Este conto a que o compadre Zé Domingos deu vida é o drama de um cidadão que, às vésperas do Natal, à beira da piscina de sua mansão, presenteou o filho da empregada com o velocípede que havia comprado para o herdeiro. A euforia da bebedeira sob os protestos da mulher. Negócio fechado, palavra de honra. Dia seguinte, o arrependimento. Toma o presente do moleque, devolve-o ao filho. E continua a bebericar como se nada tivesse acontecido.
Agora a explicação. O que nos fez retornar ao assunto foi o centenário de nascimento do mestre Moreira Campos, ocorrido neste janeiro, no dia de reis, mais precisamente. E uma particularidade sobre o aludido conto. É que anos depois de ter ouvido por inúmeras vezes a versão narrada pelo Zé nos deparamos, em um jornal da terra, com o velocípede do mestre bastante modificado. Resumido, enxugado. E com cenas que não as originais. Quando tomamos ciência de que Moreira Campos levava esta mania ao extremo, a ponto de seus escritos, após anos de constante revisão, chegarem a guardar apenas o essencial.
O jornal O Povo em sua edição de 5 de janeiro traz diversas matérias lembrando Moreira, uma delas, artigo da professora Vera Morais onde aborda esse eterno refazer “no sentido de captar a essência (…) da urdidura, dispensando o que considera acessório”. Essa paranoica busca do sucinto, do exato.
Como se o conto de Moreira Campos fosse seu próprio retrato. Penteado, limpo, bem passado, enxuto. E minguado com o tempo, tal o próprio texto. Resumido, porém na medida exata. Nunca a criatura esteve tão coerente com o criador. A narrativa curta com britânica sisudez, empacotada em fraque e cartola. Assim como o alinhado dono cujo terno escuro caía-lhe bem, destoando apenas do proletário fusca azul. Também parco de peças e beleza, econômico em manobras e combustíveis. Moreira Campos estaria mais para um Perfect, pequeno carro inglês dos anos quarenta.

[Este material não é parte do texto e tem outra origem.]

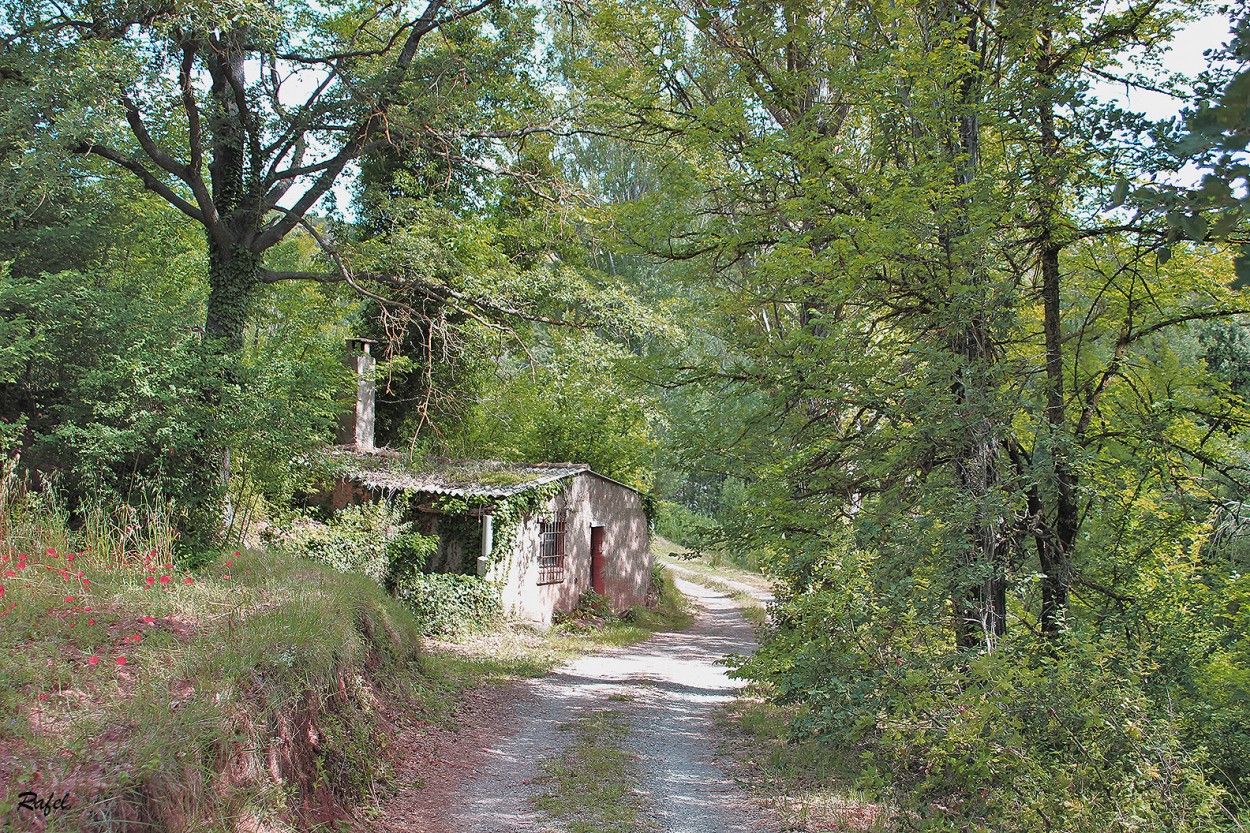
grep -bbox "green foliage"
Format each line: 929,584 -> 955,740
395,573 -> 504,635
655,500 -> 724,550
741,535 -> 1230,833
461,333 -> 663,492
284,502 -> 419,585
434,480 -> 569,569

Se no papel o mestre do conto era lacônico, no falatório foi, aos poucos, imprimindo igual parcimônia de palavras. As inocentes anedotas com que nos brindava nas rodas literárias também iam adquirindo contornos redondos, sem muitos rodeios. Direto ao riso. Moreira era um excelente contador de histórias. Causos vistos e ouvidos nos sertões de Senador e Lavras, nas beiras de praia desta Fortaleza de Assunção. Sem apelações, banalidades; histórias com sabor de memória e cheiro de folclore. Repetia, tipo carro chefe, episódio entre padre e sacristão da freguesia de Frade que ganhara nova toponímias: Jaguaretama ou coisa que o valha. Palavrão ao qual o servo menor não se acostumara a ouvir, muito menos a proferir. O vigário, irredutível, definitivo: “Não quero mais ouvir aqui a palavra Frade, é Jaguaretama e estamos conversados”. Até que, certo dia, bateram à porta da casa paroquial na hora da sesta. O pároco manda ver e de lá o sacristão falou: “Aqui tem dois jaguaretamas querendo falar com o senhor… ó o tamanho das barbas!”

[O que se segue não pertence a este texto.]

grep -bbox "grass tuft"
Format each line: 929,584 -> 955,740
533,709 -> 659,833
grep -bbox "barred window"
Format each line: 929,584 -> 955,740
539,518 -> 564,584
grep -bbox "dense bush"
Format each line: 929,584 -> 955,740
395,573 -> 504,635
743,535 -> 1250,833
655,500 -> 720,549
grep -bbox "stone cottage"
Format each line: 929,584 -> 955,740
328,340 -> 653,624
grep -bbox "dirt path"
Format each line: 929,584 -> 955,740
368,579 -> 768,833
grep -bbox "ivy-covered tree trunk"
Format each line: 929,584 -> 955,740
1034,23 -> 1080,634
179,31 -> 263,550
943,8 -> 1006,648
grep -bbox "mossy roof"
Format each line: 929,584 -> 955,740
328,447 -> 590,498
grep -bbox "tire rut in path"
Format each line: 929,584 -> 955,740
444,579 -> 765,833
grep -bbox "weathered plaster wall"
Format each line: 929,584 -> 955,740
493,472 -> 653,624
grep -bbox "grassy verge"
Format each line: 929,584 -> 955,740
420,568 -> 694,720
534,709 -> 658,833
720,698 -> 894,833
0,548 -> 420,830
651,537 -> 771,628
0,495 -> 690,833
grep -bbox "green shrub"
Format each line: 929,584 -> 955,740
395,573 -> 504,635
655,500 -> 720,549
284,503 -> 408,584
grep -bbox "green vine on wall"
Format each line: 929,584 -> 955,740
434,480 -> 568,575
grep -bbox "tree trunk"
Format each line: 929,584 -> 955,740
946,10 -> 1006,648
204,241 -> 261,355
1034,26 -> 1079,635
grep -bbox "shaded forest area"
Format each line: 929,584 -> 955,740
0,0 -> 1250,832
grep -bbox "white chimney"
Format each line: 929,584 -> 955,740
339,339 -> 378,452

P.S.1- O disco Pastoril foi gravado nos estúdios das rádioos Assunção e Dragão do Mar, Fortaleza, sob a batuta de Mauro Coutinho, num patrocínio do Banco de Crédito Comercial. A capa é de Floriano Teixeira com inserção xilográfica de Estácio dos Santos. Na contracapa texto/apresentação do jornalista Edmundo de Castro, o Dedé Beira d’Água.
P.S.2- Moreira Campos é natural de Senador Pompeu e passou a infância em Lavras da Mangabeira, onde o pai comerciava com algodão, peles e cera de carnaúba. Com a morte dos genitores, veio para Fortaleza, onde passou a morar com o primo Jáder de Carvalho. Frequentou o Liceu do Ceará e cursou Direito na UFC.